SSH via multiple hosts or bastions
Method 1 – onion (nested tunnels)
With OpenSSH 7.3 and later:
Host webserverA
ProxyJump bastionA,bastionB
The same via command line:
$ ssh -J bastionA,bastionB webserverA
Alternatively (also with 7.3; don't mix this and above):
Host webserverA
ProxyJump bastionB
Host bastionB
ProxyJump bastionA
With older versions – mostly identical (but doesn't automatically copy options like ssh -v
):
Host webserverA
ProxyCommand ssh bastionB -W %h:%p
Host bastionB
ProxyCommand ssh bastionA -W %h:%p
This method initiates all connections locally, setting up a ssh -W
tunnel to each step. Therefore authentication happens locally (ForwardAgent and GSSAPIDelegateCredentials are not required) and your local .ssh/config
applies to each step as well. Server-side, only basic "TCP forwarding" support is needed, same as when using -W
or -L
.
However, each layer adds extra overhead, since it ends up carrying SSH in SSH in SSH in SSH.

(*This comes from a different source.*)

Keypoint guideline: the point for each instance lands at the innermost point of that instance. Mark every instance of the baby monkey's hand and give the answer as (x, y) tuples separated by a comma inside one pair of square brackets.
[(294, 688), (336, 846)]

Note that each host, except for the outermost one, lists a ProxyCommand through the server immediately before it. If you had 3 servers, you would use [webserverA via bastionC], [bastionC via bastionB], and [bastionB via bastionA].
Method 2 – hop by hop
Host webserverA
ProxyCommand ssh bastionA -A ssh bastionB -W %h:%p
This method initiates connections hop by hop, running ssh
on each hop to connect to the next one. Therefore a ssh-agent and ForwardAgent
must be enabled (or GSSAPIDelegateCredentials
if you use Kerberos); any other special .ssh/config
settings must be copied to all bastion hosts.
On the other hand, it incurs less protocol overhead (max. two layers at every step).